The paper tackles the problem of reasoning about unseen 3D geometry from a single image by introducing LaRI, which models multiple surfaces using layered ray intersections, enabling complete and efficient geometric reasoning. It achieves comparable object-level results to a large generative model with only 4% of its training data and 17% of its parameters, and performs scene-level occluded geometry reasoning in one feed-forward pass.

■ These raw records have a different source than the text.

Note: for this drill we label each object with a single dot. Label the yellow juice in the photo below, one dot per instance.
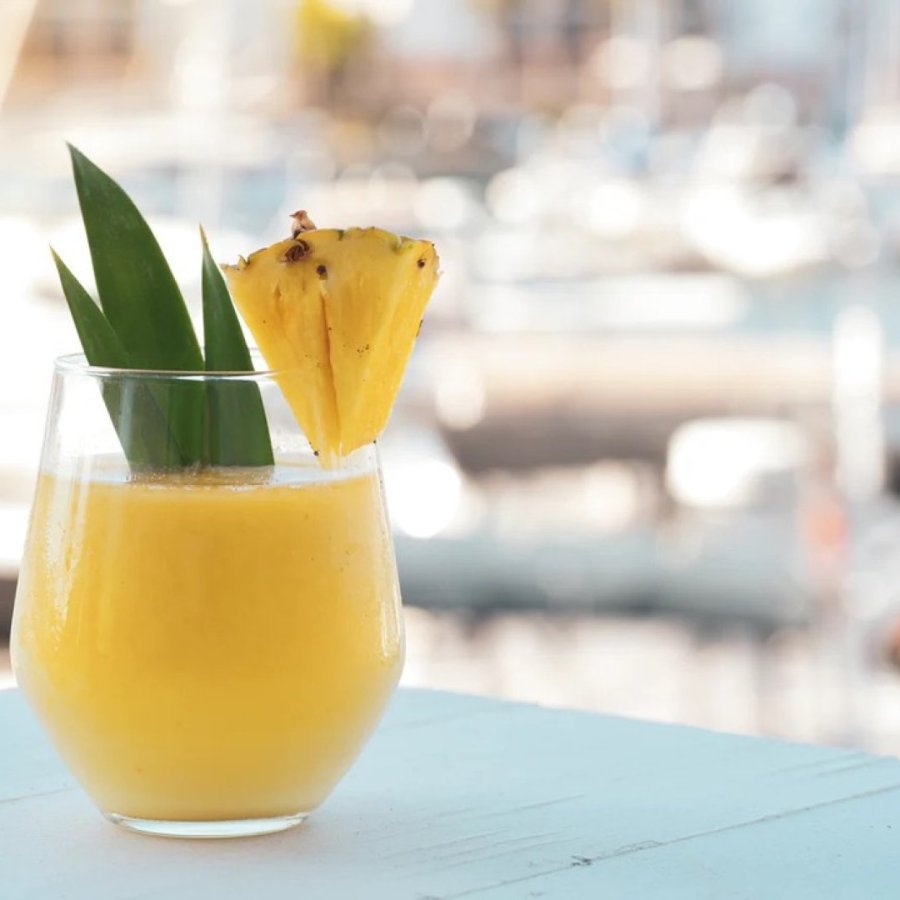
(213, 645)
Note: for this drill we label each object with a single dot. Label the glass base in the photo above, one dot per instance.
(224, 828)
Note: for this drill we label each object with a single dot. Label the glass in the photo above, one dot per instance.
(208, 648)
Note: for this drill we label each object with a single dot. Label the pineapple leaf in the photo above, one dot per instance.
(142, 303)
(135, 414)
(100, 343)
(237, 431)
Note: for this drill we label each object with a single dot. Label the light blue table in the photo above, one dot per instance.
(462, 797)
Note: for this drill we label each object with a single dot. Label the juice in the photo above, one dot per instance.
(213, 645)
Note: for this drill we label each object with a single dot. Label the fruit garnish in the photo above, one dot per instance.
(337, 312)
(142, 323)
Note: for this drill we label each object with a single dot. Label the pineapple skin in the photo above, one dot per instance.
(337, 313)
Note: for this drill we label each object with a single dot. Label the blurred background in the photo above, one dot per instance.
(647, 455)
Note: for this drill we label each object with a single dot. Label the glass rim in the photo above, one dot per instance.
(77, 364)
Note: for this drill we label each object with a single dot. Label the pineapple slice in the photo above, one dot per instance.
(337, 312)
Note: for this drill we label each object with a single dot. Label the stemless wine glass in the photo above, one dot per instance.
(208, 646)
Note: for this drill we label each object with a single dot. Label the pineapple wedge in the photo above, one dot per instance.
(337, 312)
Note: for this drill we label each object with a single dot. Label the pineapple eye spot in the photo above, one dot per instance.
(295, 252)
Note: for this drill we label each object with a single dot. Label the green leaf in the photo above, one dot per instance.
(142, 303)
(238, 434)
(134, 411)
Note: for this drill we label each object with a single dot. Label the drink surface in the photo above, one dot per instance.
(208, 645)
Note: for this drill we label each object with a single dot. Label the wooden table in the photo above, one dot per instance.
(463, 797)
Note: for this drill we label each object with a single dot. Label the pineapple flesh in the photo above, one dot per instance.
(337, 314)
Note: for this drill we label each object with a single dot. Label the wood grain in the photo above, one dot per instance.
(463, 797)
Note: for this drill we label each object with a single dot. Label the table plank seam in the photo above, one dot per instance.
(644, 846)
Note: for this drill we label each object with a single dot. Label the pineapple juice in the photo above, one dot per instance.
(212, 645)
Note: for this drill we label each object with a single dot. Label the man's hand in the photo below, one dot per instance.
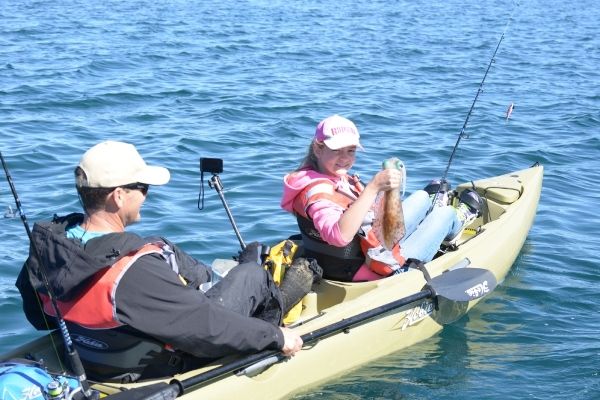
(250, 254)
(292, 342)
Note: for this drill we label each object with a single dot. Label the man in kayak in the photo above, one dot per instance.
(335, 210)
(108, 280)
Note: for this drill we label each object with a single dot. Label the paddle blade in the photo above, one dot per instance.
(454, 289)
(464, 284)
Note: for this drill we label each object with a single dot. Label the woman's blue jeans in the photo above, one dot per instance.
(425, 232)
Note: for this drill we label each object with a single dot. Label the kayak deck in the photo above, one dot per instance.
(492, 241)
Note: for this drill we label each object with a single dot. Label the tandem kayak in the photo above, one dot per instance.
(345, 325)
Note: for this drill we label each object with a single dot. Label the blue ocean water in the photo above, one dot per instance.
(247, 81)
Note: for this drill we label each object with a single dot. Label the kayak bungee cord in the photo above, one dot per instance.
(443, 182)
(72, 354)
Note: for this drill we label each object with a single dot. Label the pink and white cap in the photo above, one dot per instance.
(337, 132)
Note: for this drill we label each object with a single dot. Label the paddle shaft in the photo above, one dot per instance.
(72, 355)
(307, 338)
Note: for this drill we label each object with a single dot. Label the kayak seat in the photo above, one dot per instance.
(505, 189)
(123, 355)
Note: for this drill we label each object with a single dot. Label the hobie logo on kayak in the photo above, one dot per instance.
(478, 290)
(89, 342)
(417, 314)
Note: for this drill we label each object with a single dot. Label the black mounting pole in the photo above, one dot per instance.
(215, 183)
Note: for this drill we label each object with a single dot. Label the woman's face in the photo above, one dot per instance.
(334, 162)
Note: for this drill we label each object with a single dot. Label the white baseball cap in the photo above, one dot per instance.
(337, 132)
(110, 164)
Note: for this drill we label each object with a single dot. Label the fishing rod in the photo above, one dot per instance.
(462, 133)
(72, 354)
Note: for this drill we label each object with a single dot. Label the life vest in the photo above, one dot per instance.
(95, 306)
(340, 263)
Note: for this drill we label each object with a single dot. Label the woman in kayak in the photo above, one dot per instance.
(335, 211)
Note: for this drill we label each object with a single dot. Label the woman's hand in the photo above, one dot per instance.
(292, 342)
(386, 179)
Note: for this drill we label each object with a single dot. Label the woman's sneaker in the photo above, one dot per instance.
(468, 209)
(439, 192)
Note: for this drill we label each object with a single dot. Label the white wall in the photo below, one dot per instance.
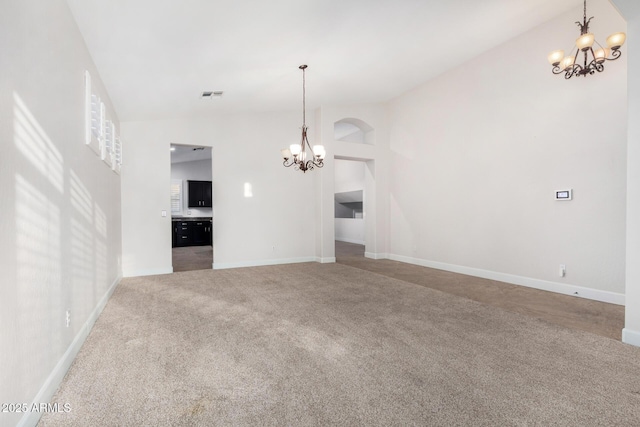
(269, 227)
(60, 218)
(631, 333)
(197, 170)
(376, 159)
(350, 230)
(349, 176)
(478, 152)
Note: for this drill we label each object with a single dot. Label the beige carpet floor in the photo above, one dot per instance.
(565, 310)
(328, 344)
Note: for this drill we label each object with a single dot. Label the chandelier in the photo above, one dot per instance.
(593, 60)
(296, 154)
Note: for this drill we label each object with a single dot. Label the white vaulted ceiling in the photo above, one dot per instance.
(156, 56)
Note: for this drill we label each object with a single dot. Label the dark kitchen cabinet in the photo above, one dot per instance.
(181, 233)
(201, 233)
(199, 194)
(191, 233)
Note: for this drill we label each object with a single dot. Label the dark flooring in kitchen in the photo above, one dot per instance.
(191, 258)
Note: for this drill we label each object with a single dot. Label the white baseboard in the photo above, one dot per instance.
(148, 272)
(374, 255)
(258, 263)
(561, 288)
(631, 337)
(54, 379)
(347, 240)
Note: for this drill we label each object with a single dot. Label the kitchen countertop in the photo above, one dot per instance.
(191, 218)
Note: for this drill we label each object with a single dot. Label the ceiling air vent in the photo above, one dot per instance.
(211, 94)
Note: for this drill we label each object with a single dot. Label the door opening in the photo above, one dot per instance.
(191, 208)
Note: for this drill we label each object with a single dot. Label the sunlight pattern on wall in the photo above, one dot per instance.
(100, 221)
(81, 197)
(38, 254)
(36, 146)
(81, 260)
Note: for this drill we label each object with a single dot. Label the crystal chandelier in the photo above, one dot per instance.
(593, 62)
(296, 154)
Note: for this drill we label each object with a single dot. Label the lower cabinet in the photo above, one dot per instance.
(191, 233)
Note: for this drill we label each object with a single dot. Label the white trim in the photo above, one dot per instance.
(631, 337)
(374, 255)
(56, 376)
(347, 240)
(240, 264)
(148, 272)
(561, 288)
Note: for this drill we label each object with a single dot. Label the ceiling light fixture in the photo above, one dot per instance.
(296, 154)
(567, 64)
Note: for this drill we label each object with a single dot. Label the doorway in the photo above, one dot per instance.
(349, 207)
(191, 208)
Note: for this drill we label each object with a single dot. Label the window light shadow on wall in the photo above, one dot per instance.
(38, 270)
(81, 197)
(32, 141)
(353, 130)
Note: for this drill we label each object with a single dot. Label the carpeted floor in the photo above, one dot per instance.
(329, 344)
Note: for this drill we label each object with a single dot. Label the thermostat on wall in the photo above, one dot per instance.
(564, 194)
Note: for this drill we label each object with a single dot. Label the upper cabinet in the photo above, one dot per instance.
(200, 194)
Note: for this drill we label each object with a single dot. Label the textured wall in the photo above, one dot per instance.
(478, 152)
(60, 219)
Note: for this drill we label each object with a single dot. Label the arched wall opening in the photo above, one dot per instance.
(353, 130)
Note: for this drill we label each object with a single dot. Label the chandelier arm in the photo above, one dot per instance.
(615, 54)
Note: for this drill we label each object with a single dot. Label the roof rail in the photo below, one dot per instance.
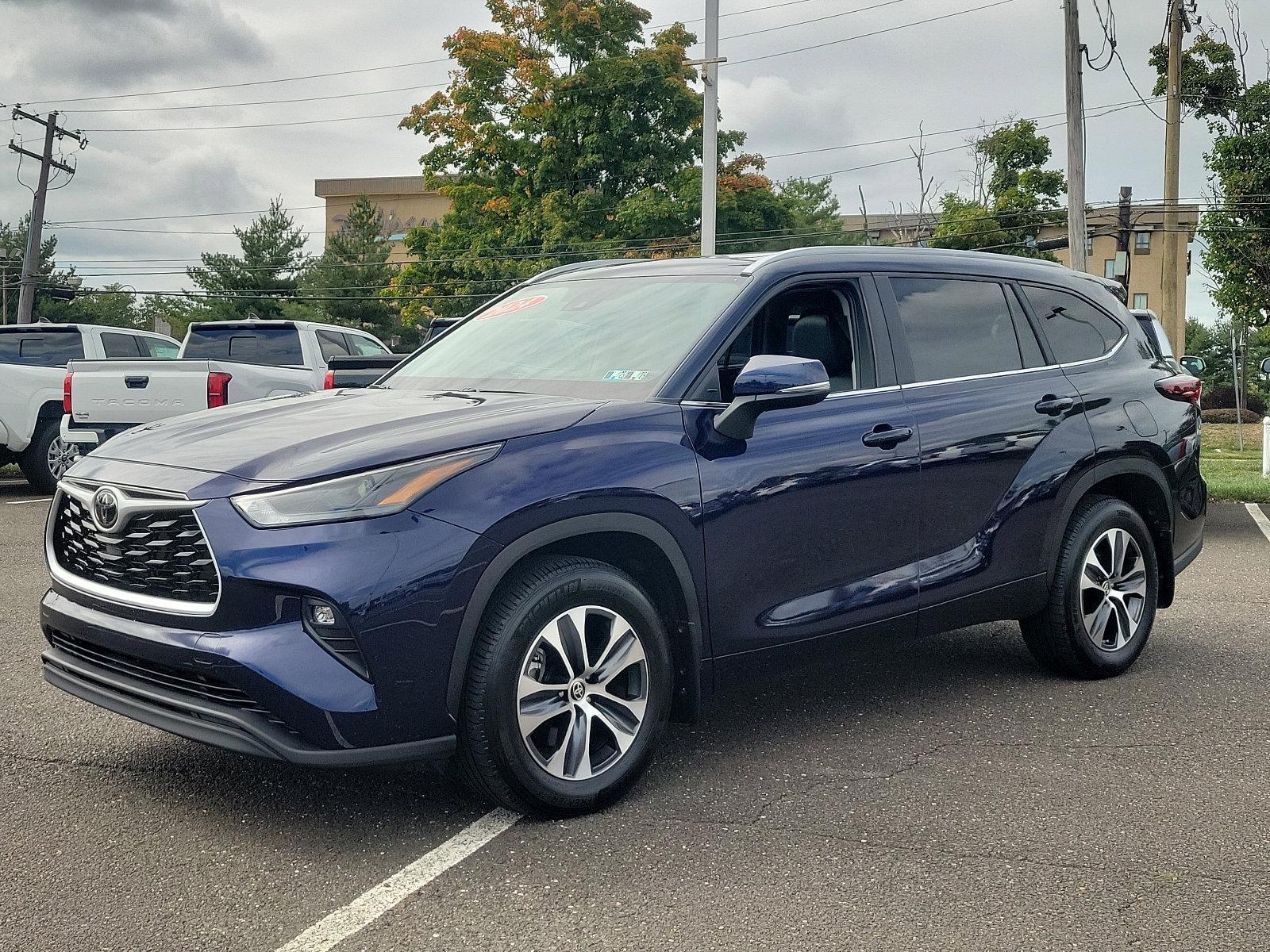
(582, 267)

We present layered ray intersections (LaRI), a new method for unseen geometry reasoning from a single image. Unlike conventional depth estimation that is limited to the visible surface, LaRI models multiple surfaces intersected by the camera rays using layered point maps. Benefiting from the compact and layered representation, LaRI enables complete, efficient, and view-aligned geometric reasoning to unify object- and scene-level tasks. We further propose to predict the ray stopping index, which identifies valid intersecting pixels and layers from LaRI's output. We build a complete training data generation pipeline for synthetic and real-world data, including 3D objects and scenes, with necessary data cleaning steps and coordination between rendering engines. As a generic method, LaRI's performance is validated in two scenarios: It yields comparable object-level results to the recent large generative model using 4% of its training data and 17% of its parameters. Meanwhile, it achieves scene-level occluded geometry reasoning in only one feed-forward.